Getting your head around "eternal life" is not easy! Maybe it will help to tease out the different categories of time, which are mentioned in the Bible and which we encounter through experience. Time, as we know it, is linear: one thing happens after another and that gives us our perspective on life as past, present, future.


Can it always have been this way or, as with everything else in the universe, must there have been a starting point? Many religions, including Christianity, posit a Creator. Christians assert that this Creator, whom we refer to as God, not only created the world but that he sustains it. That is, he remains actively involved in its flourishing and development. And, indeed, we would go on to say that he will redeem it from its vulnerability to decay - but that is another story.


Back to the question of "time". If God created everything, then that includes time which means God exists outside of time, in the realm we call "eternity": that which is without beginning or end because it always is. It is important to distinguish "eternity" from "everlasting life". We understand the latter, "everlasting life", as being a gift from God which, although it will have no end, has a beginning: the moment God grants it.


But, when a person dies in faith and goes to be "with the Lord", does that not mean they now abide beyond time, as we know it, in that realm beyond time, where God is? That being the case, their "everlasting life" now knows no bounds. The exception to this is when Jesus entered our world and submitted himself to our earthly restrictions, in order that he might deliver us from their corruption. So Jesus is the ultimate exemplar of the clash between time and eternity. But there are rare occasions when that paradox is reflected in other situations - in the appearance of Moses and Elijah with Jesus on the Mount of Transfiguration (Matthew 17.1-13) or the judgment of Ananias and Sapphira (Acts 5.1-11) to mention two examples.
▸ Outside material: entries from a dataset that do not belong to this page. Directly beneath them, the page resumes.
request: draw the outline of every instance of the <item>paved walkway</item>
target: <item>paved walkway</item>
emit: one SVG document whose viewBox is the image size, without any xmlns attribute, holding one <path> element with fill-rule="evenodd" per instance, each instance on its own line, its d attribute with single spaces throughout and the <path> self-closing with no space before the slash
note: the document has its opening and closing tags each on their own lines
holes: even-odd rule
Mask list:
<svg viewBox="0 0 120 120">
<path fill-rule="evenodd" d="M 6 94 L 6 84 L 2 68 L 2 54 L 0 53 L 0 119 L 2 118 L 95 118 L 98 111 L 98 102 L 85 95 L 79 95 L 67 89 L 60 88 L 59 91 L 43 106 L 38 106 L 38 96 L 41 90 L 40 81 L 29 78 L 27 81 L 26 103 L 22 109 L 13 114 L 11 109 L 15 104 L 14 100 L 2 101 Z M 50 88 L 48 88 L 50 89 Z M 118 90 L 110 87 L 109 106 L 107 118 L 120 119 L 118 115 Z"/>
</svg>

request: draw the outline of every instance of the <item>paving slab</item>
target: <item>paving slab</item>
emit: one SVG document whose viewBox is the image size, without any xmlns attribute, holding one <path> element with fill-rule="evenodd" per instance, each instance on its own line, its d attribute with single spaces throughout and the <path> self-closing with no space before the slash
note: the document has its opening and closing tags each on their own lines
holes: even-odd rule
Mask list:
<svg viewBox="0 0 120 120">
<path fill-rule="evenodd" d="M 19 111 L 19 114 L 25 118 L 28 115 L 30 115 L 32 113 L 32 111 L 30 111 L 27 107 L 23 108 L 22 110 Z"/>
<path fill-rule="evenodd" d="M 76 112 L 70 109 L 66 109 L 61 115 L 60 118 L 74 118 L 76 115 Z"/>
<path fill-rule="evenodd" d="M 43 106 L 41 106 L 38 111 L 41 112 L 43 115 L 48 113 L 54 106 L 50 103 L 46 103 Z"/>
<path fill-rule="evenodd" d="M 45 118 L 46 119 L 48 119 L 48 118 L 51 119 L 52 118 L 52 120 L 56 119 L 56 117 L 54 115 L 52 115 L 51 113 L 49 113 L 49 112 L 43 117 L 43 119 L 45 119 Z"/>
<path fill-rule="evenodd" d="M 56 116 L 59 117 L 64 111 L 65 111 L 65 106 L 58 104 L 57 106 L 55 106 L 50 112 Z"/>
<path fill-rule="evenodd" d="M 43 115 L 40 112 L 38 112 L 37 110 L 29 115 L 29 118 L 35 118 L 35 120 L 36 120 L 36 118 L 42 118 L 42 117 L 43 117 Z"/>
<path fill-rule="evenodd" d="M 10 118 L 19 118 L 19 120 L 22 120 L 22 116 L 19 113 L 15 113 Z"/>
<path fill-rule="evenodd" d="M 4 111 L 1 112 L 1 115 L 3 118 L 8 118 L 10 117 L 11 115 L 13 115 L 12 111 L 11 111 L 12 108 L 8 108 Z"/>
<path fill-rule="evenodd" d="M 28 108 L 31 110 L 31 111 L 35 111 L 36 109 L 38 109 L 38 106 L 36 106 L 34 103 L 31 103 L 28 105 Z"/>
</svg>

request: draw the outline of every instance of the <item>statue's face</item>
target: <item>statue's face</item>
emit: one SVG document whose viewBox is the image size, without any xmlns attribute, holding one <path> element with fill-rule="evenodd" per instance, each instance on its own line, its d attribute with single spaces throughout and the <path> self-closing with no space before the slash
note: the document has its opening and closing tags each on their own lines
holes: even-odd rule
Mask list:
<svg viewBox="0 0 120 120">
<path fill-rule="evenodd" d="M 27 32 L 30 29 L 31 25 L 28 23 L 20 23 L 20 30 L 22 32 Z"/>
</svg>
The juxtaposition of time and eternity may also explain the apparent contradiction between Jesus' promise to the penitent thief on the cross (Luke 23.43) and the final resurrection, which has yet to happen (1 Thessalonians 4.16). And it also explains how we can encounter someone destined for eternity, while still in their earth- and time-bound state. That is to say, we are glimpsing them as they will be "in eternity" rather than as they are now "temporarily".